The stoppage will last between 24 and 48 hours, at the discretion of individual fleet commanders, Richardson clarified.
Five sailors were injured and 10 were reported missing after the guided missile destroyer USS John S. McCain was struck by an oil tanker near Singapore on Sunday evening. The ship suffered “significant damage to the hull” and had to put in for repairs.
An international search-and-rescue operation is underway to find the missing sailors.
There was no indication that the collision was intentional, Richardson told reporters at the Pentagon on Monday.
Ordering the pause in operations, Admiral Richardson said he wanted fleet commanders to get together with their leaders and commanders “to ensure we are taking all appropriate and immediate actions to ensure safe and secure operations around the world.”

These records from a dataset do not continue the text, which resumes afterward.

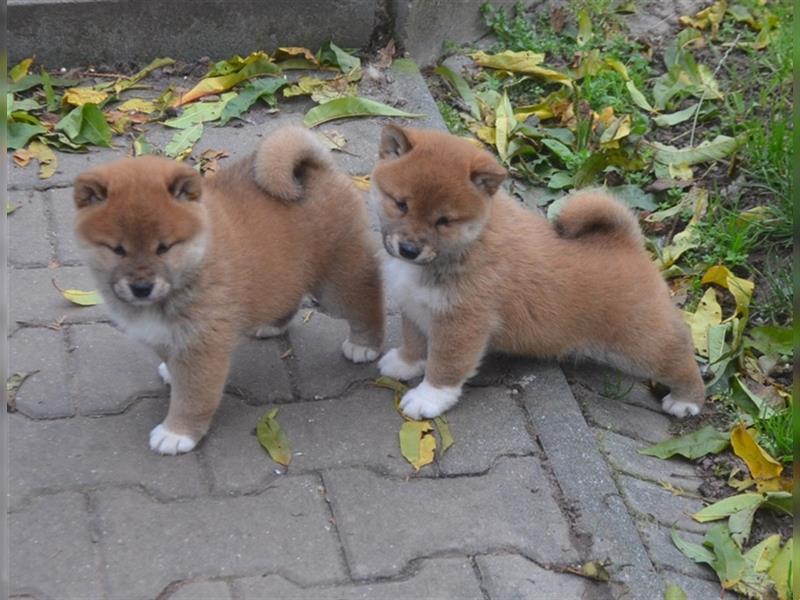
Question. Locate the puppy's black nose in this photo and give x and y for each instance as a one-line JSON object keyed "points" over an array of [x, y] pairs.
{"points": [[409, 251], [141, 290]]}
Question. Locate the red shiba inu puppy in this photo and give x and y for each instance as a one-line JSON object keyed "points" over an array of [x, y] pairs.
{"points": [[473, 271], [189, 264]]}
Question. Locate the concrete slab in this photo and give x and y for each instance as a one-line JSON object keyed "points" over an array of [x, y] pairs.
{"points": [[386, 523]]}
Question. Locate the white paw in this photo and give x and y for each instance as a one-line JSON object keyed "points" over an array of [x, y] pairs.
{"points": [[163, 372], [268, 331], [393, 365], [163, 441], [358, 353], [428, 401], [679, 408]]}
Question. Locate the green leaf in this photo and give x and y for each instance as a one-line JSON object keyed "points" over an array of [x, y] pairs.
{"points": [[20, 133], [584, 27], [462, 87], [141, 146], [330, 54], [716, 149], [200, 112], [560, 150], [444, 432], [559, 180], [272, 438], [95, 129], [261, 88], [674, 118], [691, 445], [345, 108], [674, 592], [86, 124], [781, 570], [698, 553], [761, 555], [633, 196], [638, 97], [728, 561], [182, 142]]}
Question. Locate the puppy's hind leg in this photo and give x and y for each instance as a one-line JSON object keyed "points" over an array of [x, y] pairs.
{"points": [[353, 291]]}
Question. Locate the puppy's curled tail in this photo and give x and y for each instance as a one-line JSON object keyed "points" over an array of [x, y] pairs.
{"points": [[593, 212], [285, 161]]}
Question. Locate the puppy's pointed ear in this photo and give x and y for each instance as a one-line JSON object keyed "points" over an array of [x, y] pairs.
{"points": [[186, 186], [394, 142], [89, 190], [487, 176]]}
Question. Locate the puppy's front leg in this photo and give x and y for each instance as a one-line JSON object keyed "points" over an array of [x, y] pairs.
{"points": [[456, 346], [407, 361], [198, 378]]}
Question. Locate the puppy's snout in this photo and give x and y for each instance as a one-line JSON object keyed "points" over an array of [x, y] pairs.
{"points": [[409, 251], [141, 290]]}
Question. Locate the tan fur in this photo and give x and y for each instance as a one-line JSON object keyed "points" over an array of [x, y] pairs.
{"points": [[499, 277], [238, 258]]}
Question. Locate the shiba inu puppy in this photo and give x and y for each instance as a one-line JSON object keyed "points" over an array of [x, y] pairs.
{"points": [[189, 264], [472, 271]]}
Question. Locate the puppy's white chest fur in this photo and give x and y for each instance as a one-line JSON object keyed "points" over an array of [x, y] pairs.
{"points": [[416, 300]]}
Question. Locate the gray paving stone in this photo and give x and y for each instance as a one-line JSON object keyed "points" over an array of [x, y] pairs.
{"points": [[70, 165], [514, 577], [627, 419], [436, 579], [33, 299], [62, 211], [28, 240], [652, 500], [202, 590], [321, 369], [101, 351], [385, 523], [611, 384], [698, 589], [92, 452], [600, 515], [621, 453], [258, 373], [486, 423], [664, 553], [44, 394], [52, 550], [148, 544]]}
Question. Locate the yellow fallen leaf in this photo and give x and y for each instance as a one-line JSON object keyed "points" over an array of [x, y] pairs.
{"points": [[80, 96], [362, 182], [711, 16], [708, 313], [742, 289], [22, 157], [417, 443], [765, 470], [524, 62], [137, 105], [80, 297], [48, 162]]}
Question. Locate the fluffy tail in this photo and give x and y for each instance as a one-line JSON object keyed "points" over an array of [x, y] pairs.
{"points": [[285, 161], [593, 212]]}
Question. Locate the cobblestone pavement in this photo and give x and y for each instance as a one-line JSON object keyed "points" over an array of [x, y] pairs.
{"points": [[544, 473]]}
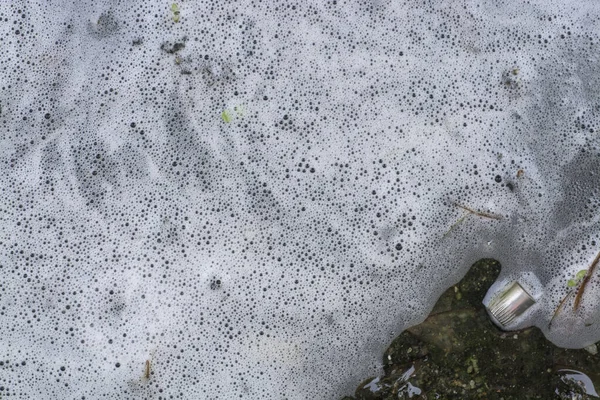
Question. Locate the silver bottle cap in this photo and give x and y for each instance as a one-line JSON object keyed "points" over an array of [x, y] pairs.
{"points": [[509, 304]]}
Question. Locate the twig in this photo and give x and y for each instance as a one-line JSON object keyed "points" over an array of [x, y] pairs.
{"points": [[586, 280]]}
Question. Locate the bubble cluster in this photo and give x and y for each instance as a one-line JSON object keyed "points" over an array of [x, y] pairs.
{"points": [[249, 199]]}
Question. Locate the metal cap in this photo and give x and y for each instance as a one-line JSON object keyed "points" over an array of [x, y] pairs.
{"points": [[509, 304]]}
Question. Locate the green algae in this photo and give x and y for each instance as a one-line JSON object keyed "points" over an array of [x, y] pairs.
{"points": [[458, 353]]}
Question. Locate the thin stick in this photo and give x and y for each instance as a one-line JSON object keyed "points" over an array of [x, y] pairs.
{"points": [[560, 306], [479, 214], [586, 280]]}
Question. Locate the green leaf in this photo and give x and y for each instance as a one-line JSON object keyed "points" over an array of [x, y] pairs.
{"points": [[225, 116]]}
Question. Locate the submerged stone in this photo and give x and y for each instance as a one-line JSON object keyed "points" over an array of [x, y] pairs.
{"points": [[458, 353]]}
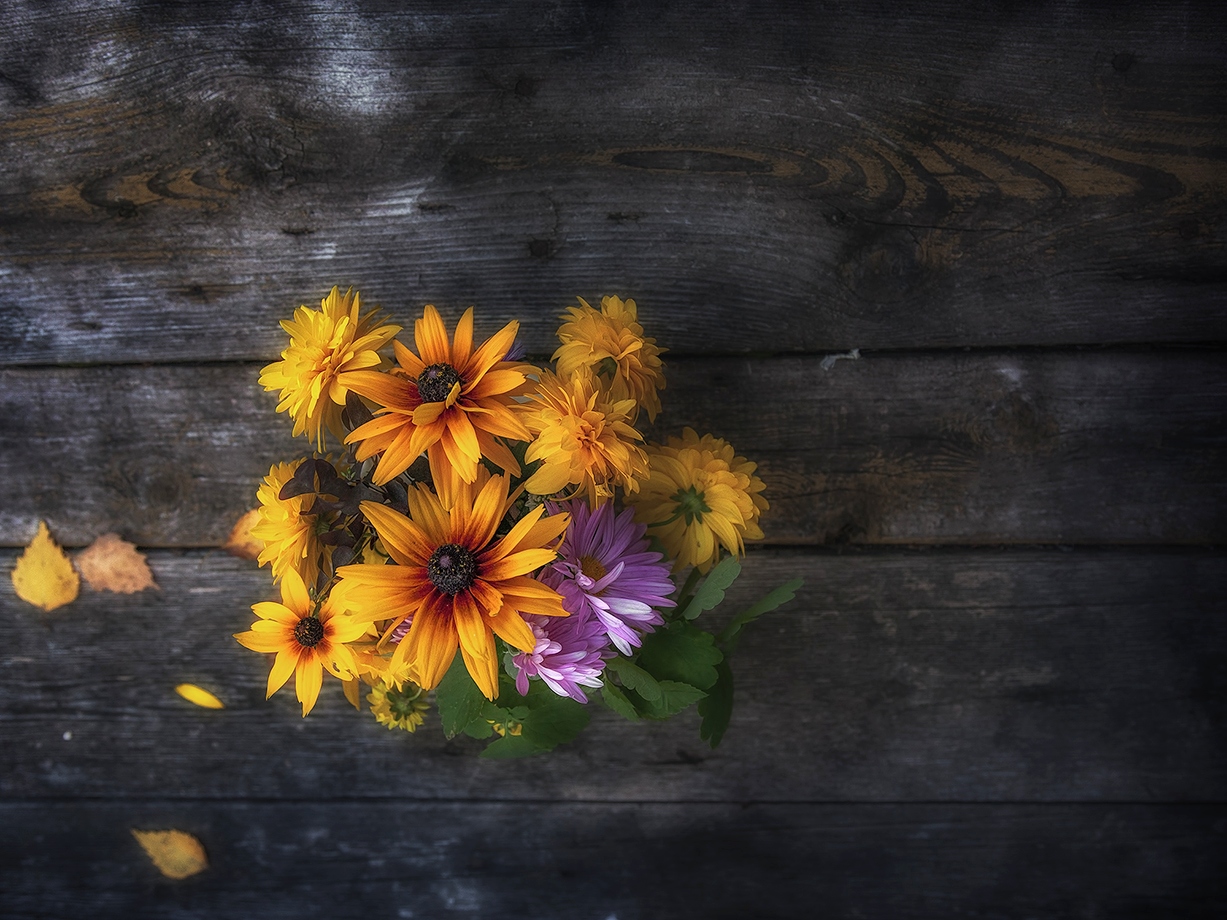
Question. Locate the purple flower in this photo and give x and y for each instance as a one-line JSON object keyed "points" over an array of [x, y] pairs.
{"points": [[607, 573], [569, 654]]}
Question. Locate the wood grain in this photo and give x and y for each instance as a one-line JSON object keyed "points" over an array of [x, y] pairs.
{"points": [[177, 180], [983, 448], [926, 676]]}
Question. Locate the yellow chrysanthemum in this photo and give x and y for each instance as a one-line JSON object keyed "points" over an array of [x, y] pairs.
{"points": [[304, 638], [584, 439], [291, 540], [698, 497], [323, 345], [403, 708], [611, 344]]}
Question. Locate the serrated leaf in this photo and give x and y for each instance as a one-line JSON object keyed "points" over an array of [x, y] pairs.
{"points": [[717, 708], [684, 653], [458, 698], [43, 575], [634, 677], [177, 854], [711, 593], [773, 599]]}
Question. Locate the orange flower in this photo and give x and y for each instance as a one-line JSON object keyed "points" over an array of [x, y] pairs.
{"points": [[459, 584], [449, 400]]}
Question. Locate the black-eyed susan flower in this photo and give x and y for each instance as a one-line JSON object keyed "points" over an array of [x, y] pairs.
{"points": [[583, 438], [449, 399], [307, 637], [611, 344], [455, 582], [698, 497], [324, 344]]}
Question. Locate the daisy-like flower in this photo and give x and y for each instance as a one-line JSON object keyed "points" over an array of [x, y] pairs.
{"points": [[450, 400], [460, 585], [584, 439], [324, 344], [607, 573], [700, 497], [307, 640], [610, 342], [403, 708], [291, 540], [568, 654]]}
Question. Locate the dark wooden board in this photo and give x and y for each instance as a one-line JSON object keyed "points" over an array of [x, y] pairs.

The stand-down will be accompanied by a CNO review of 7th Fleet operations, in addition to the investigations into the incidents involving the Fitzgerald and the McCain that are already underway.
Richardson has directed Admiral Philip Davidson, head of the Navy Fleet Forces, to lead the review. He will have full access to the Navy's Office of the Inspector General and a "diverse" team of officers and non-Navy personnel to aide with the probe.
According to Richardson, the review will look at training and certification of fleet forces in operations and war fighting, trends in personnel, maintenance and equipment, and a review of “tactical proficiency.”
Commissioned in 1994, the McCain is named after Senator John McCain’s (R-Arizona) namesake father and grandfather, who were both Navy admirals. The destroyer is based at the 7th Fleet’s home port in Yokosuka, Japan. Earlier this month, it sailed within 12 miles of Mischief Reef in the disputed Spratly archipelago in the South China Sea, as part of a US “freedom of navigation” operations in the region.
In potential collision situations, it is the responsibility of the smaller, more maneuverable vessel to get out of the way, US Navy veteran and Defense News correspondent David Larter told the National Public Radio.
"There are so many safeguards in place to avoid these collisions that it's kind of baffling," Larter told NPR.
In June, another Arleigh Burke-class destroyer, the USS Fitzgerald, was struck by a Philippine-flagged container ship some 56 nautical miles southwest of Yokosuka, Japan. Seven sailors were killed.
Twelve crew members have been punished by the Navy over that incident, including the Fitzgerald's commander and executive officer.